Naked Science Forum

Life Sciences => Physiology & Medicine => Topic started by: katieHaylor on 14/09/2017 12:09:51

Title: How genetically similar are we to our family?
Post by: katieHaylor on 14/09/2017 12:09:51
Ken asks:

Who is my closest genetic relative? My parents? My children? My siblings?

What do you think?
Title: Re: How genetically similar are we to our family?
Post by: chiralSPO on 14/09/2017 15:09:24
Well, if you have an identical twin (or more) than they are the closest relative(s).

Whether you are a girl or a boy (more so for girls), you are probably least genetically similar to your father, because all children inherit their mothers' mitochondrial DNA. Also the X chromosome is substantially longer than the Y, so even a boy would have more genetic material from his mother than his father (not counting mitochondrial DNA).

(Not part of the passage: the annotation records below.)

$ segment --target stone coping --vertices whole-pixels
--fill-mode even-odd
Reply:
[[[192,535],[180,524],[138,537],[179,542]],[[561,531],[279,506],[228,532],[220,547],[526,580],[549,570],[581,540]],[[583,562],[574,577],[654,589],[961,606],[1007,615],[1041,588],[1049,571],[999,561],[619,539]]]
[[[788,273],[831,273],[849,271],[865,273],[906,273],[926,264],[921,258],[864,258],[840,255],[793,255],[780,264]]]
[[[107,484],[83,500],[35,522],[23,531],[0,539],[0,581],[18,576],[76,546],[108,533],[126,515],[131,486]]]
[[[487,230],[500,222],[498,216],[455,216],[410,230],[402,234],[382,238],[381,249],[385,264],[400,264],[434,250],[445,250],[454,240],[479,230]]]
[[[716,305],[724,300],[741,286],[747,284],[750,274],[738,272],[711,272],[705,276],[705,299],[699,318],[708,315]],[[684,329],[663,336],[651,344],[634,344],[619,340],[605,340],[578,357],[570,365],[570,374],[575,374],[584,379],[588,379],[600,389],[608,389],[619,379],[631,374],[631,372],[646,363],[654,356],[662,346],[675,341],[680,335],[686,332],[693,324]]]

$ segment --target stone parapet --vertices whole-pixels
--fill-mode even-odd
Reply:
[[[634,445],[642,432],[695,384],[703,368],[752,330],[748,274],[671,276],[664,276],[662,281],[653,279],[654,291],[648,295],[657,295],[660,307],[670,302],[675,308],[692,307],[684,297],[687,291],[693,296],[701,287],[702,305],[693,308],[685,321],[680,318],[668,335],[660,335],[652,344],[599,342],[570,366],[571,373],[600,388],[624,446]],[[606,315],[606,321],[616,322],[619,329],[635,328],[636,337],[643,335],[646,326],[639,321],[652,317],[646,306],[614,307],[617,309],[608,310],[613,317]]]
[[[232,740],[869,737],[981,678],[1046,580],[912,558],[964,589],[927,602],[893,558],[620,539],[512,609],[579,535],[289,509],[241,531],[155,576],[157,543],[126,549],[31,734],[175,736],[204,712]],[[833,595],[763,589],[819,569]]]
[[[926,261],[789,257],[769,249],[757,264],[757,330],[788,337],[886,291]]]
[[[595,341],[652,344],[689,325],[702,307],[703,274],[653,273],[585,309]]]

Beyond that, *I'm* out of my league. There are probably others on the forum who can give even more nuanced answers.
Title: Re: How genetically similar are we to our family?
Post by: smiguel on 15/09/2017 12:16:49
And after an identical twin, the closest genetics are

your parent and
your children
Title: Re: How genetically similar are we to our family?
Post by: evan_au on 16/09/2017 08:52:52
While your chromosomes are a selection that comes from your parents, they are not identical to the chromosomes that your parents carry.

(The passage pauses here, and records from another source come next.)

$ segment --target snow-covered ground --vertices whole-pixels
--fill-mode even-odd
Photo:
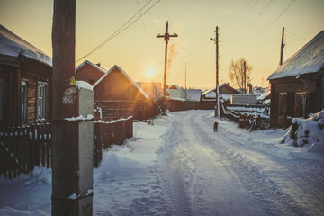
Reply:
[[[280,144],[286,132],[212,111],[134,123],[94,170],[94,215],[324,215],[324,153]],[[50,215],[49,169],[0,177],[0,215]]]

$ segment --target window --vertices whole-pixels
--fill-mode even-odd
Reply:
[[[279,93],[278,116],[285,116],[287,113],[287,93]]]
[[[306,94],[296,93],[295,117],[306,117]]]
[[[38,122],[46,119],[47,87],[47,83],[38,82],[37,84],[36,121]]]
[[[26,123],[27,117],[27,82],[22,81],[22,123]]]
[[[4,84],[3,80],[0,79],[0,120],[4,119]]]

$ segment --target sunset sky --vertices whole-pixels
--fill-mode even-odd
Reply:
[[[254,86],[279,64],[282,29],[285,27],[284,61],[324,29],[323,0],[76,0],[76,59],[106,40],[139,10],[157,4],[124,32],[84,60],[109,69],[118,65],[135,81],[162,82],[166,21],[170,67],[167,84],[187,87],[215,86],[215,38],[219,27],[220,83],[230,82],[231,59],[245,58],[253,67]],[[140,14],[130,21],[133,22]],[[51,56],[53,1],[0,0],[0,23]],[[129,22],[129,23],[130,23]],[[148,77],[148,68],[156,75]],[[150,69],[152,70],[152,69]]]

During DNA copying, there is a finite probability of making a copying error, which may result in one amino acid being substituted for another.

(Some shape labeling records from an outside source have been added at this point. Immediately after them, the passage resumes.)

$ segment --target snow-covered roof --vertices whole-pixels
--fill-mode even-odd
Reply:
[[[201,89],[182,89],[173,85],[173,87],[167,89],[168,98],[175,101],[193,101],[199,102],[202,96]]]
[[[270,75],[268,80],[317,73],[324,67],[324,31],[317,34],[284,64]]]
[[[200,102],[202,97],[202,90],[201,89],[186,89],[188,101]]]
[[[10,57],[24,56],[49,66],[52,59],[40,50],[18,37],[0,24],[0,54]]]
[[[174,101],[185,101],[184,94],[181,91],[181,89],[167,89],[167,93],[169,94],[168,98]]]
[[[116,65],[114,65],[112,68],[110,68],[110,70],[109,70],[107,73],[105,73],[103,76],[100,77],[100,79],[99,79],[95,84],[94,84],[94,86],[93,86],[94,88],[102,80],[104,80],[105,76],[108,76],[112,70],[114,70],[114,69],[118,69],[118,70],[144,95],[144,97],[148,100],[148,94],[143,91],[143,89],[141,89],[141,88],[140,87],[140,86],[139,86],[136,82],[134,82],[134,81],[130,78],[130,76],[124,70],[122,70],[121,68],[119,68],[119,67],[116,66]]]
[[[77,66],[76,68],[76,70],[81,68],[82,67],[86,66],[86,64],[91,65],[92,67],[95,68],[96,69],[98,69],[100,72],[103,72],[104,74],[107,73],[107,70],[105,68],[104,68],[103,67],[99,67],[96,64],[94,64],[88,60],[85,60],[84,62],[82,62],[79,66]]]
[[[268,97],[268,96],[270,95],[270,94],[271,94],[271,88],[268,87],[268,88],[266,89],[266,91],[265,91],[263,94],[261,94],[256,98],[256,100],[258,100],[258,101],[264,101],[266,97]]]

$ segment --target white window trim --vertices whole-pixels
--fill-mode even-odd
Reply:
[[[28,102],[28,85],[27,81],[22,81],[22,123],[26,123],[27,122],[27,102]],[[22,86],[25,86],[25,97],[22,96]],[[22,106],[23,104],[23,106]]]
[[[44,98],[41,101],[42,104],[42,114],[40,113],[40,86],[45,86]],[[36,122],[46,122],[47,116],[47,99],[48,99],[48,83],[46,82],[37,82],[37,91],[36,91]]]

During meiosis, "crossovers" can occur:
- The two chromosomes line up before the crossover, so you end up with 1 chromosome which is a hybrid of two chromosomes carried by your parents.
- But the lineup isn't exact
- If the break is in the middle of an active gene, the resulting gene may be mutated, with some base pairs omitted or duplicated. This may inactivate the protein produced by the gene.
- If the alignment is particularly poor, you may end up with multiple copies of a gene, or several genes omitted.

In most cases, the errors can be overcome by proteins generated from the chromosome inherited from your other parent, as it is unlikely that exactly the same protein will be mutated.

These types of mutations are best found by "triple sequencing": reading your genome, plus those of your parents, and comparing them to see where the mutations have occurred.